Turnsense: Turn-Detector Model

A lightweight end-of-utterance (EOU) detection model fine-tuned on SmolLM2-135M, optimized for Raspberry Pi and low-power devices. Trained on TURNS-2K, a dataset designed to cover various STT output patterns including backchannels, mispronunciations, code-switching, and different text formatting styles.
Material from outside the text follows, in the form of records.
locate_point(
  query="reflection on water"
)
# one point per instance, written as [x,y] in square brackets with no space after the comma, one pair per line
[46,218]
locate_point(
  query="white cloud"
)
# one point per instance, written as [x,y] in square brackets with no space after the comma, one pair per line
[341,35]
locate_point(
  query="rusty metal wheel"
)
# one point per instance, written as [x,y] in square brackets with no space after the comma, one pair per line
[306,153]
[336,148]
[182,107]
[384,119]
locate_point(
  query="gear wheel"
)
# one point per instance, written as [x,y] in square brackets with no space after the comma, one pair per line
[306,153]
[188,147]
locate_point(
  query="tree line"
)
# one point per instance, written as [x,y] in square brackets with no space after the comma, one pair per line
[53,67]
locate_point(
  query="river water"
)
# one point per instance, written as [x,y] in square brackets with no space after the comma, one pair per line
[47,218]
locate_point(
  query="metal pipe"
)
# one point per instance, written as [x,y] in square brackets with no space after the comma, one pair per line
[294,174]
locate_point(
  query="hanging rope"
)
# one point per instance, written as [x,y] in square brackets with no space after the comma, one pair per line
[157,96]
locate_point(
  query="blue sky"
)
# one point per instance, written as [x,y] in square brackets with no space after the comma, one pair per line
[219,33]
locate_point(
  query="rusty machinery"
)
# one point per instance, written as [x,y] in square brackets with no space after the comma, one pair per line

This makes the model work well across different STT systems.

Key Features

  • Lightweight: Built on SmolLM2-135M (~135M parameters)
  • High accuracy: 97.50% (standard) / 93.75% (quantized)
  • Edge-ready: Runs on Raspberry Pi and similar hardware
  • ONNX support: Works with ONNX Runtime and Hugging Face Transformers

Performance

The model holds up well across configurations:

  • Standard model: 97.50% accuracy
  • Quantized model: 93.75% accuracy
  • Average probability difference: 0.0323 between versions

image/png

Speed

image/png

Installation

pip install transformers onnxruntime numpy huggingface_hub

Quick Start

import onnxruntime as ort
from transformers import AutoTokenizer
from huggingface_hub import hf_hub_download

# Download and load tokenizer and model
model_id = "latishab/turnsense"
tokenizer = AutoTokenizer.from_pretrained(model_id)
model_path = hf_hub_download(repo_id=model_id, filename="model_quantized.onnx")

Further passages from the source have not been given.